Carwood Lipton, at that time the company's first sergeant, described Dike as having "fallen apart." Clancy Lyall stated that he saw that Dike had been wounded in his right shoulder and that it was the wound, not panic, that caused Dike to stop. Winters sent First Lieutenant Ronald Speirs to relieve Dike of his responsibility for the attack and complete it. Dike returned to the rear in the company of a medic; Winters ignored Dike. Foy was secured by 1300 hours.
During the evening of 13 January, Winters recommended and Colonel Robert Sink approved permanently replacing Dike with Speirs. Dike was transferred to 506th Regimental Headquarters to become an assistant operations officer.
Dike was promoted to captain on 1 April 1945. He became an aide-de-camp to General Maxwell Davenpolt Taylor, Commanding General, 101st Airborne Division. He participated in the campaign in southern Germany.
Dike was released from active duty on 15 September 1945.
After World War II, Dike remained in the U.S. Army Reserve and served during the Korean War, eventually attaining the rank of lieutenant colonel.

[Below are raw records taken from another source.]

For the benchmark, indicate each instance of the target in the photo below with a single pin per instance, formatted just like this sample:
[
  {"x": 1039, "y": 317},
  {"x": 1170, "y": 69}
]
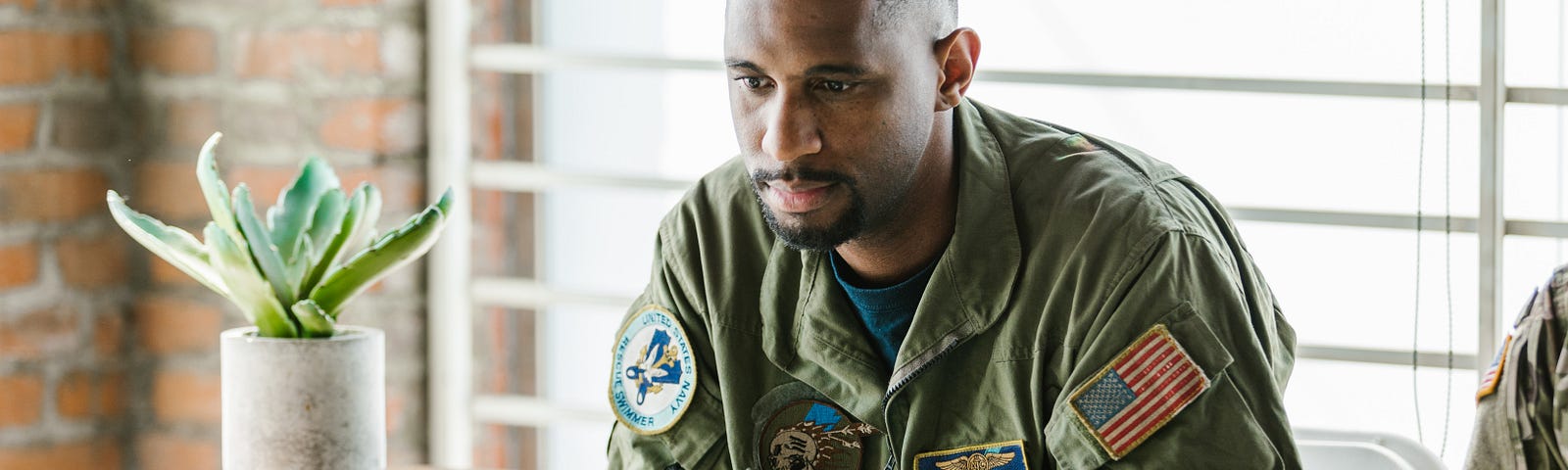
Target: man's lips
[{"x": 797, "y": 196}]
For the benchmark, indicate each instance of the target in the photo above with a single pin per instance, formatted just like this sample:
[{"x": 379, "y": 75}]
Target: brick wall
[
  {"x": 107, "y": 354},
  {"x": 504, "y": 237}
]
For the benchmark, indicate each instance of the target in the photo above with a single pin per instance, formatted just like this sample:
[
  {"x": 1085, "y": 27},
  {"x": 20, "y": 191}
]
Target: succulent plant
[{"x": 284, "y": 274}]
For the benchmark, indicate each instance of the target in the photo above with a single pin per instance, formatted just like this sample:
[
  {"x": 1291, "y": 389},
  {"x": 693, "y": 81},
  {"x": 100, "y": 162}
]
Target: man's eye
[
  {"x": 835, "y": 85},
  {"x": 750, "y": 82}
]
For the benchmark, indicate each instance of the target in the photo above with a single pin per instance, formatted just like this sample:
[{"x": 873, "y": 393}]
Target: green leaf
[
  {"x": 300, "y": 266},
  {"x": 368, "y": 226},
  {"x": 297, "y": 204},
  {"x": 350, "y": 226},
  {"x": 389, "y": 253},
  {"x": 444, "y": 204},
  {"x": 214, "y": 188},
  {"x": 247, "y": 287},
  {"x": 318, "y": 325},
  {"x": 170, "y": 243},
  {"x": 328, "y": 218},
  {"x": 263, "y": 248}
]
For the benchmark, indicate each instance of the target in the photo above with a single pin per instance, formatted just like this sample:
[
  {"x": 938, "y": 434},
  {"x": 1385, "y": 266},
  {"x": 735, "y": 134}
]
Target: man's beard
[{"x": 846, "y": 227}]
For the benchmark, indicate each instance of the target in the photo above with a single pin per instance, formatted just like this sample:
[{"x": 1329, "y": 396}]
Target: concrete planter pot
[{"x": 303, "y": 403}]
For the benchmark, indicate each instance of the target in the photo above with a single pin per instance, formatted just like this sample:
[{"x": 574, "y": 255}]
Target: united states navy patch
[
  {"x": 1139, "y": 392},
  {"x": 655, "y": 375},
  {"x": 1489, "y": 381},
  {"x": 987, "y": 456}
]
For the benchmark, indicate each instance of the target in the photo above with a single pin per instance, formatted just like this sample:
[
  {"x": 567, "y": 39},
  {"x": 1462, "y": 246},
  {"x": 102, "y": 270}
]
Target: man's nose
[{"x": 792, "y": 130}]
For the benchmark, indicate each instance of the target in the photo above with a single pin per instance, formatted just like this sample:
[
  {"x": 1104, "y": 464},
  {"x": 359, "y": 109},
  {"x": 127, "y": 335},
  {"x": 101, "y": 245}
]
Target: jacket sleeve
[
  {"x": 695, "y": 439},
  {"x": 1209, "y": 298}
]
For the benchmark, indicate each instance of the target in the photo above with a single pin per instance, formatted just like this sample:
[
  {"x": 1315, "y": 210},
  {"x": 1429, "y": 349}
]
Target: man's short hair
[{"x": 938, "y": 16}]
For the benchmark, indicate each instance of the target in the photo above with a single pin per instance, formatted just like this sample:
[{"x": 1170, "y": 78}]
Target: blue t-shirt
[{"x": 888, "y": 310}]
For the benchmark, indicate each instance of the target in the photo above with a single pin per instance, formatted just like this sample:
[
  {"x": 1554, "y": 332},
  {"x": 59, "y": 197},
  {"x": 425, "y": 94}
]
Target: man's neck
[{"x": 911, "y": 239}]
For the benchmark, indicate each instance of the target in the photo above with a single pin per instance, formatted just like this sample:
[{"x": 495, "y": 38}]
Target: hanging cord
[
  {"x": 1421, "y": 157},
  {"x": 1562, "y": 41},
  {"x": 1447, "y": 218}
]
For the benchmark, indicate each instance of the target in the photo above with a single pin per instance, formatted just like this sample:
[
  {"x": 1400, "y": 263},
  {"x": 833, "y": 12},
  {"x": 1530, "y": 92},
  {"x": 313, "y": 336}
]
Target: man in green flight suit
[{"x": 894, "y": 276}]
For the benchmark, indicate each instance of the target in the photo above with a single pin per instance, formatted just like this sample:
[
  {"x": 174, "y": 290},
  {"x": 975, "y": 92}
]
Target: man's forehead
[{"x": 809, "y": 30}]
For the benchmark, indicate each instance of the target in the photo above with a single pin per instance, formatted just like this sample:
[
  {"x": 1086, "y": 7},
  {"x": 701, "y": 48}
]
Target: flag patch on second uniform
[
  {"x": 1139, "y": 392},
  {"x": 1489, "y": 381}
]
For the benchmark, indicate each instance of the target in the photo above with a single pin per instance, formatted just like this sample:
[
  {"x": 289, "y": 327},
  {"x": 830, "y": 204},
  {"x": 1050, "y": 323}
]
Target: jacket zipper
[{"x": 893, "y": 450}]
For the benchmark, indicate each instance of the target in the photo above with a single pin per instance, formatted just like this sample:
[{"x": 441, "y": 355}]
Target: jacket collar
[{"x": 812, "y": 333}]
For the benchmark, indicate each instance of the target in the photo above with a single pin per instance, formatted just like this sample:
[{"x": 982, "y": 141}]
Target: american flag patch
[
  {"x": 1489, "y": 381},
  {"x": 1139, "y": 392}
]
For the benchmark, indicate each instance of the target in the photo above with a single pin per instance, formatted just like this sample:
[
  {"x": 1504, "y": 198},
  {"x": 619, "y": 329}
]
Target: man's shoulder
[
  {"x": 720, "y": 204},
  {"x": 1076, "y": 184}
]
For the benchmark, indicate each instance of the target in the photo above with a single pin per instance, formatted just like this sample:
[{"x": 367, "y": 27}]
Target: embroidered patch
[
  {"x": 987, "y": 456},
  {"x": 655, "y": 375},
  {"x": 811, "y": 435},
  {"x": 1489, "y": 381},
  {"x": 1139, "y": 392}
]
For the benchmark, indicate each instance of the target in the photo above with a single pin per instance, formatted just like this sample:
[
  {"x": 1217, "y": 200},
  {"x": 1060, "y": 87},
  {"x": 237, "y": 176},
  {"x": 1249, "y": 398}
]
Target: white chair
[{"x": 1333, "y": 450}]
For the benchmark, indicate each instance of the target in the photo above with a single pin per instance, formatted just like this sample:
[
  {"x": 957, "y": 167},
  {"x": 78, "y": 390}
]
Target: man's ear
[{"x": 956, "y": 57}]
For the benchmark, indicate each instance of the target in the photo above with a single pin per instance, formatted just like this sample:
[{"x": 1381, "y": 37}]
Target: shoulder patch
[
  {"x": 1139, "y": 392},
  {"x": 1489, "y": 381},
  {"x": 811, "y": 435},
  {"x": 987, "y": 456},
  {"x": 655, "y": 373}
]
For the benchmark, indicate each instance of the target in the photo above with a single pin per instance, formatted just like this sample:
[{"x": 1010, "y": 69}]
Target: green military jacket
[
  {"x": 1521, "y": 407},
  {"x": 1071, "y": 258}
]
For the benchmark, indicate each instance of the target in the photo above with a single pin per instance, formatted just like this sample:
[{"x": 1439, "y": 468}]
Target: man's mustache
[{"x": 762, "y": 176}]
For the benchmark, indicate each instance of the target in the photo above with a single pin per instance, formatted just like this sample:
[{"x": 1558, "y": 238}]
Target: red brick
[
  {"x": 52, "y": 195},
  {"x": 86, "y": 125},
  {"x": 24, "y": 401},
  {"x": 159, "y": 450},
  {"x": 112, "y": 394},
  {"x": 18, "y": 124},
  {"x": 83, "y": 54},
  {"x": 74, "y": 396},
  {"x": 41, "y": 334},
  {"x": 289, "y": 54},
  {"x": 185, "y": 397},
  {"x": 93, "y": 262},
  {"x": 169, "y": 190},
  {"x": 373, "y": 125},
  {"x": 86, "y": 396},
  {"x": 18, "y": 265},
  {"x": 192, "y": 122},
  {"x": 25, "y": 5},
  {"x": 101, "y": 454},
  {"x": 28, "y": 57},
  {"x": 174, "y": 51},
  {"x": 172, "y": 325},
  {"x": 107, "y": 334},
  {"x": 82, "y": 5},
  {"x": 167, "y": 274},
  {"x": 402, "y": 190}
]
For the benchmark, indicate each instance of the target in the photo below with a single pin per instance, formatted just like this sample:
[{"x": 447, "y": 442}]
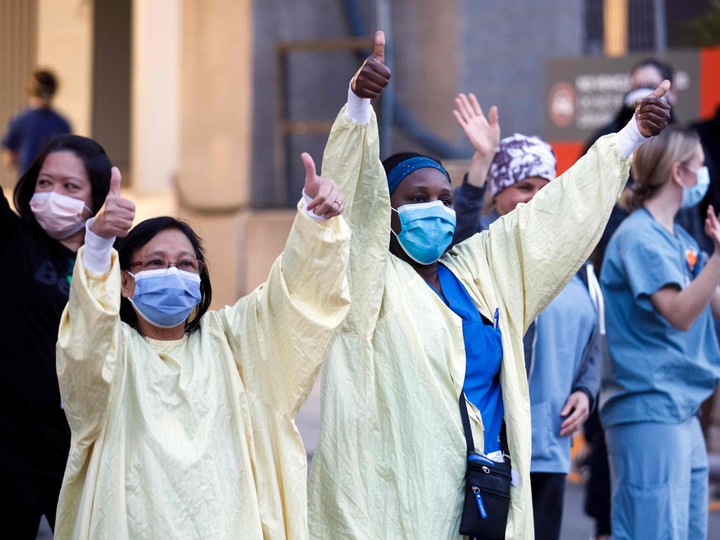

He resigned from his commission in 1957.
Later life and death
Dike received his law degree from Yale Law School in 1947, became a member of the New York Bar in 1949 and the District of Columbia Bar in 1954. From 1950 to 1953, he was a U.S. Commissioner in Japan. He also worked for the Central Intelligence Agency during those years. He then practiced law in New York City and in Washington, D.C. He was a member of the legal fraternity Phi Delta Phi.
Sometime before 27 February 1948, Dike and his first wife, Barbara, were divorced.
In 1954, Dike moved to New Mexico to prospect for uranium. He was an officer of the U.S. Uranium Company, United Western Minerals Company, and other oil and mining interests in Santa Fe, New Mexico, and Las Vegas, Nevada. On 12 March 1957, Dike wed Catherine Pochon; his residences were listed as Thompson, Connecticut, and Santa Fe, New Mexico. In October 1958, Dike was elected to the Board of Trustees of the Theodore Roosevelt Association. He visited Thompson, Connecticut, and Providence in November 1958. In 1959, Dike, his wife, and baby left Santa Fe for Switzerland; it was his intention to study at the International School of Law at The Hague. Dike resigned his positions as vice president and comptroller of United Western Minerals Company in Santa Fe but continued as a director. By 1959, he had established a law practice in Lausanne, Switzerland. In 1960, Dike became a permanent resident of Switzerland.
Dike died in Rolle, Switzerland, on 23 June 1989 after a long illness. He was survived by his two daughters, his son, and two grandchildren.
In popular culture
Dike is portrayed in the 2001 HBO miniseries Band of Brothers by Irish actor Peter O'Meara.